In this study, we recorded a statistically significant increase in serum levels of TNFα and IL10 in rats with experimentally induced MS compared to control animals (tab. 3).

At early stages of inflammation, the balance between defensive-adaptive and pathological inflammatory reactions is ensured by anti-inflammatory cytokines (IL10, IL13, TGFβ, etc.), which limit tissue damage by inhibiting expression of major histocompatibility complex class II and other costimulatory molecules on immunocompetent cells [19]. This probably explains the elevated serum levels of anti-inflammatory IL10 in experimental group animals with MS against the background of metabolic impairments. Such inference is indirectly supported by a moderate positive correlation between IL10 and leptin levels (r = 0.523; р = 0.012).

Of note, progression of MS and obesity may be accompanied by a decrease in production of anti-inflammatory cytokines and hormones (ghrelin, adiponectin) by fat tissue, which enhances the mononuclear cell infiltration of fat tissue and aggravates the inflammation [20, 21]. As a rule, this is a low-grade inflammation, given that the anti-inflammatory resistance factors are capable of prolonged deterrence of the generalized process and prevent the deployment of secondary damage against the background of chronic systemic alterations. Accordingly, compared with acute inflammatory conditions, chronic inflammation is accompanied by modest shifts in systemic indicators.
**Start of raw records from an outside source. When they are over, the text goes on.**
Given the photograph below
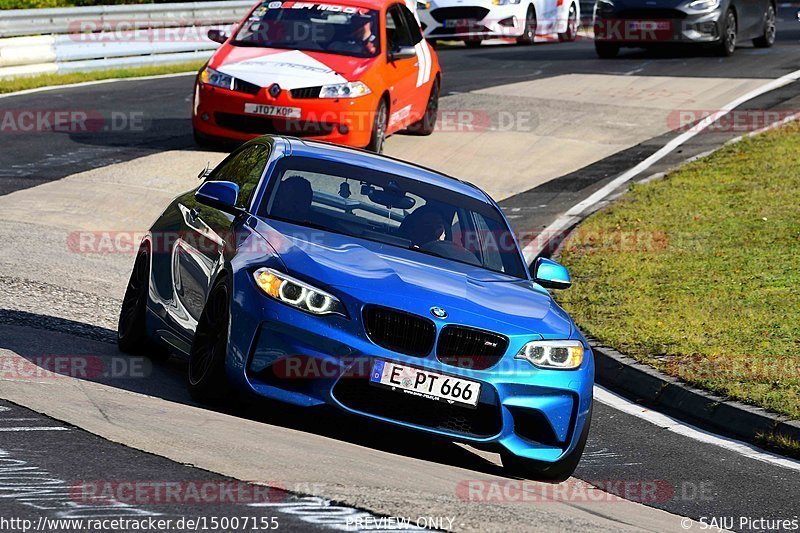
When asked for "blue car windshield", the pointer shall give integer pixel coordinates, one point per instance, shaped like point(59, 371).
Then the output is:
point(392, 210)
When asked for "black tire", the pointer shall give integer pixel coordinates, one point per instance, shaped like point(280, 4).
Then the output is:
point(131, 332)
point(727, 43)
point(529, 30)
point(379, 125)
point(427, 123)
point(206, 377)
point(131, 329)
point(572, 26)
point(555, 472)
point(770, 30)
point(606, 50)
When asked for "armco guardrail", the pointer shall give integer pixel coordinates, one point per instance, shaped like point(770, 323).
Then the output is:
point(37, 41)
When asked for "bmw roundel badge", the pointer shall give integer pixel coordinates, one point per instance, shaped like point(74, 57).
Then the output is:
point(438, 312)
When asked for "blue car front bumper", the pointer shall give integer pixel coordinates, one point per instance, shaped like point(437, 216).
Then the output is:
point(285, 354)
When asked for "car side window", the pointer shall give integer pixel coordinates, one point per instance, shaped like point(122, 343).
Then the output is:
point(244, 168)
point(414, 31)
point(397, 30)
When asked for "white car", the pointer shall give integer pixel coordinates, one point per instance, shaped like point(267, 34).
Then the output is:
point(473, 21)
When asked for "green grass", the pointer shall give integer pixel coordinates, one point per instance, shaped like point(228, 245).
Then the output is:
point(705, 283)
point(44, 80)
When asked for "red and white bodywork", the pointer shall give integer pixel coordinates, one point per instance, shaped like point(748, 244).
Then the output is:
point(326, 86)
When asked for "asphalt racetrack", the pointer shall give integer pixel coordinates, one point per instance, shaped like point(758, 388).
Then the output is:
point(540, 128)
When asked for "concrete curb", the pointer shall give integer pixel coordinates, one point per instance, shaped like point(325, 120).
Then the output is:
point(672, 396)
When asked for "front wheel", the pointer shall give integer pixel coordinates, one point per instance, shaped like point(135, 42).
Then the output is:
point(207, 381)
point(770, 30)
point(572, 26)
point(131, 332)
point(427, 123)
point(727, 44)
point(379, 125)
point(529, 30)
point(558, 471)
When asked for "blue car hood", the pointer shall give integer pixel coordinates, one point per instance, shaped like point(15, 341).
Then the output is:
point(373, 272)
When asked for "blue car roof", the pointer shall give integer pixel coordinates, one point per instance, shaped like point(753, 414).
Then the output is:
point(363, 158)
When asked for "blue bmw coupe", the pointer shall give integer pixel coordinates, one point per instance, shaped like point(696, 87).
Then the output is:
point(315, 274)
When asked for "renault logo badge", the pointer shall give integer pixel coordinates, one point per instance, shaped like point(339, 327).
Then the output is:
point(438, 312)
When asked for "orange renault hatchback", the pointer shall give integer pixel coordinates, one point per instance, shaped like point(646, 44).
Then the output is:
point(351, 72)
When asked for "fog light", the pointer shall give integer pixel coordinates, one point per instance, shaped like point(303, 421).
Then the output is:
point(709, 28)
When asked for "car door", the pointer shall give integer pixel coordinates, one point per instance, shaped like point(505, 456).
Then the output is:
point(419, 98)
point(401, 73)
point(199, 250)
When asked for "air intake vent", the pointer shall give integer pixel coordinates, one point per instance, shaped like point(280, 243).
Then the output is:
point(470, 348)
point(306, 92)
point(245, 86)
point(399, 332)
In this study we assessed the dynamics of systemic manifestations of the inflammatory process confined to visceral fat tissue. Apart from the altered cytokine levels, animals with MS showed significant increases in total WBC and differential granulocyte counts, as well as serum levels of total and C-reactive protein compared to control animals.
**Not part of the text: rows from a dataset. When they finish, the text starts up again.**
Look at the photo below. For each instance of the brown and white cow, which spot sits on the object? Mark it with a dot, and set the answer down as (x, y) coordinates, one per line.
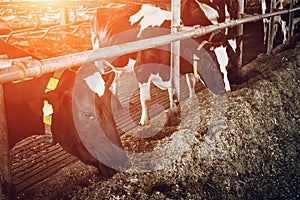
(75, 115)
(126, 23)
(281, 20)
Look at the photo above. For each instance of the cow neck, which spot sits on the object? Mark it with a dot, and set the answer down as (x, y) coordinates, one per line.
(47, 108)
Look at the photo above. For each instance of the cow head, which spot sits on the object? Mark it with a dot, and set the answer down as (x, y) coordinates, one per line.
(83, 121)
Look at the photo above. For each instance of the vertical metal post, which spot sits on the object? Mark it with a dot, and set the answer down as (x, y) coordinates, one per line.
(240, 31)
(63, 16)
(290, 22)
(271, 29)
(5, 165)
(175, 49)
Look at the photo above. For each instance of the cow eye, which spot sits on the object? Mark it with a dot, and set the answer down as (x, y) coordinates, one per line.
(88, 115)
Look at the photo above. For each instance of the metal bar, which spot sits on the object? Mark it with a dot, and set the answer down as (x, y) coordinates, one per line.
(5, 165)
(240, 32)
(290, 22)
(175, 49)
(271, 29)
(36, 68)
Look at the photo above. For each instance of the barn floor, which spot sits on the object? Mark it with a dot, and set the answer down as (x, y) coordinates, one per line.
(244, 145)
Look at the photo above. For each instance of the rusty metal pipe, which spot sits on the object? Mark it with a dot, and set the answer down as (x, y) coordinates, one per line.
(37, 68)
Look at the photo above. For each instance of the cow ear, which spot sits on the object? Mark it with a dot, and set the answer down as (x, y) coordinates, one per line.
(58, 99)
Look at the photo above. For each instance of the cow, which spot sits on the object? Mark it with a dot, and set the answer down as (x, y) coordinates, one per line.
(24, 102)
(281, 20)
(152, 65)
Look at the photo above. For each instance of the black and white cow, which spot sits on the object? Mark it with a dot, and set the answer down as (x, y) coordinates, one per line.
(24, 102)
(281, 20)
(125, 23)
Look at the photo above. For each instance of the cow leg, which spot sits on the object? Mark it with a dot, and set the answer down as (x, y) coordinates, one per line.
(191, 82)
(114, 85)
(223, 60)
(145, 97)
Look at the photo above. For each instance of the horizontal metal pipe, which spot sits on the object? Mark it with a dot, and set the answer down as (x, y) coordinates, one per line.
(36, 68)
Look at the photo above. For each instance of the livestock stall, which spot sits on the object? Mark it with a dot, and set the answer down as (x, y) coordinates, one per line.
(51, 64)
Many inflammatory conditions are accompanied by elevated production of acute phase proteins, chiefly by hepatocytes. Under pathological conditions, white adipose cells are also capable of producing high amounts of C-reactive protein, which exacerbates the glucose metabolism impairment and aggravates insulin resistance [22, 23].

Reactive leukocytosis can be attributed to particular components in MS pathogenesis. High-fat diets have been shown to induce myeloid hyperplasia in animal models, especially with regard to neutrophil cellular patterns [24]. Several studies enrolling patients with glucose intolerance and obesity revealed a positive correlation between antropometric/ physiological/biochemical indicators (body mass index, arterial hypertension, hyperinsulinemia, dyslipoproteinemia) and increased WBC counts [2527]. A possible role of leptin in MS-associated leukocytosis has been highlighted: leptin and its receptors have been implicated in hemopoiesis-stimulating signaling in the red bone marrow [25].
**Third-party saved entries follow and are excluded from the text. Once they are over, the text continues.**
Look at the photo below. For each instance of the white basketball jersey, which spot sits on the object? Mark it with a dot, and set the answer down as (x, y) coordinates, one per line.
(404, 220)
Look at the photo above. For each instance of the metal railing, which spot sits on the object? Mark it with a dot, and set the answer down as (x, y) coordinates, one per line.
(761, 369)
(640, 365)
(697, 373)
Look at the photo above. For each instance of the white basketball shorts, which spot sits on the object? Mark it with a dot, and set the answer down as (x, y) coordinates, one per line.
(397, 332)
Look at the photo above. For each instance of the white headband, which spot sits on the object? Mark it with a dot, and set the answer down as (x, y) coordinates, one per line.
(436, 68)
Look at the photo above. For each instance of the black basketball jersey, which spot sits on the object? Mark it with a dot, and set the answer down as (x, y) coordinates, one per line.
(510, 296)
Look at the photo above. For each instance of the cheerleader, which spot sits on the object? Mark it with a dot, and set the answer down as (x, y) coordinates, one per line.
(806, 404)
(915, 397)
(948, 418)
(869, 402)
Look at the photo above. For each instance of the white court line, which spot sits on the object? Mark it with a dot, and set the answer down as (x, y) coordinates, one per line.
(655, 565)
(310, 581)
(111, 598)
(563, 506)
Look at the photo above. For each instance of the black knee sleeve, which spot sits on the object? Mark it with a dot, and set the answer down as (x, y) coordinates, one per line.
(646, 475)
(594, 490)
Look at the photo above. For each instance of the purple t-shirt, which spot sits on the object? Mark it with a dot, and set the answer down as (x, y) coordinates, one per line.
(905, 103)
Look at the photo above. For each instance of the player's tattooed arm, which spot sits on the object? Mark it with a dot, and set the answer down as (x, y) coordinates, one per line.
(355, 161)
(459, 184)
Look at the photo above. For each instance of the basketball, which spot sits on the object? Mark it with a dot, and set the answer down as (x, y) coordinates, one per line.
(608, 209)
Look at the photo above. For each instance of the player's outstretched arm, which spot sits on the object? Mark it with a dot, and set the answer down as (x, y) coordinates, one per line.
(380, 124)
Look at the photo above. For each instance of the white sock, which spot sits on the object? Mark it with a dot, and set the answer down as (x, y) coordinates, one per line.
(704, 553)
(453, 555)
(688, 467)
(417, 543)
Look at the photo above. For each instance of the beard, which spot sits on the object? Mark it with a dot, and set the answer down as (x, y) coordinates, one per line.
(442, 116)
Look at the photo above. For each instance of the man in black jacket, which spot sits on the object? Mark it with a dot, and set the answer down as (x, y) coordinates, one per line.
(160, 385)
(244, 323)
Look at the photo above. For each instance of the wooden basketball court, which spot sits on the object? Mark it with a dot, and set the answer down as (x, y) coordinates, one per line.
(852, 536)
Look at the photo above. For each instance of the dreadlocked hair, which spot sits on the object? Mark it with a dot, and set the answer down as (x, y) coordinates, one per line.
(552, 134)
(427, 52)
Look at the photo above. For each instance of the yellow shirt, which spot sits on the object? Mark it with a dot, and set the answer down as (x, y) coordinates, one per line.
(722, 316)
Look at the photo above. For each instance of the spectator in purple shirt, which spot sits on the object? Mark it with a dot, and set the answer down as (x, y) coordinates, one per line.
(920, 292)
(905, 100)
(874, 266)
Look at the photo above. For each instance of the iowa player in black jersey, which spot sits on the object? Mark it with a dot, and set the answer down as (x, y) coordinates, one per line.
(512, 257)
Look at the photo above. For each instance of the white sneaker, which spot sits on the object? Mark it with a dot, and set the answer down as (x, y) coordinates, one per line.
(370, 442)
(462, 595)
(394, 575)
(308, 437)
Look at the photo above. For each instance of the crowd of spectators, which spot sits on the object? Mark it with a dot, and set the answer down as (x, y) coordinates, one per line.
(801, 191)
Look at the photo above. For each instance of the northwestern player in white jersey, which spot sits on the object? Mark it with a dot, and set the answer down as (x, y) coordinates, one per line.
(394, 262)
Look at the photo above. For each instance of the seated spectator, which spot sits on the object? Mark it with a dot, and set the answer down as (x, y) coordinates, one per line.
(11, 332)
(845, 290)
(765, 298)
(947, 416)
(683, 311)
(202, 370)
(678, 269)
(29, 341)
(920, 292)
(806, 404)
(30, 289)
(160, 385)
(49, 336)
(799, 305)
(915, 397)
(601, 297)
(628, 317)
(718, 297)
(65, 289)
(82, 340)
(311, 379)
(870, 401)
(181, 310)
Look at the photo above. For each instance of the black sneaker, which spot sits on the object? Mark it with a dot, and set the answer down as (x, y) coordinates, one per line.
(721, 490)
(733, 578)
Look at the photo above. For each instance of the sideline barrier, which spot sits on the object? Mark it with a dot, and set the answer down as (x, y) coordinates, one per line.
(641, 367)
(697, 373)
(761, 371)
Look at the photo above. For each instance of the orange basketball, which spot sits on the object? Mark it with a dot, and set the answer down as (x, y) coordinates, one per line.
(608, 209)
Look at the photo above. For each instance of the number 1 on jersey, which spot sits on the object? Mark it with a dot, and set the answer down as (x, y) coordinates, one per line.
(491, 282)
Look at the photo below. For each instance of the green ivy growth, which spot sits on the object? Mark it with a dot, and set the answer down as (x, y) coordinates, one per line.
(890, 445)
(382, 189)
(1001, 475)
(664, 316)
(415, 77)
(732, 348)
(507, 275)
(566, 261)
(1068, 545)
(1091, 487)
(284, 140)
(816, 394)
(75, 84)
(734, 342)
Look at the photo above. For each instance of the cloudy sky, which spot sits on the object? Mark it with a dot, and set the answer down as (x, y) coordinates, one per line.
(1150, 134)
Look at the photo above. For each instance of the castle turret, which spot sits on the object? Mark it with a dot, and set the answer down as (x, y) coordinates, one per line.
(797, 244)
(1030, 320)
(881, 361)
Glycylation end-products, ROS and pro-inflammatory cytokines exert similar effects on hemopoietic cells and mature leukocytes. Pro-inflammatory cytokines are important inducers of leukocytosis, particularly neutrophilic, by multiple mechanisms including demargination of intravascular neutrophils and facilitation of granulocytopoiesis and neutrophil exit in the bone marrow [28, 29].

CONCLUSIONS

The experiment revealed signs of systemic inflammation, including reactive leukocytosis, hyperproteinemia and elevated serum levels of C-reactive protein and cytokines TNFα and IL10, alongside the visceral obesity and impaired lipid/carbohydrate metabolism (hyperinsulinemia, hyperglycemia, dyslipoproteinemia) in rats with modeled MS. The observed immunological changes were accompanied by increased metabolic activity of visceral fat tissue, indicated by hyperleptinemia and increased free radical oxidation rates. Serum levels of leptin positively correlated with serum levels of both insulin and IL10. Thus, apart from metabolic impairmentrs, the 12-week experimental exposure to a HFHC diet reproducibly modeled the early signs of systemic inflammation characteristic of MS and obesity. Such diet-induced MS models can be considered a convenient tool for studying the early and delayed MS complications mediated by pathogenetic factors of chronic systemic inflammation.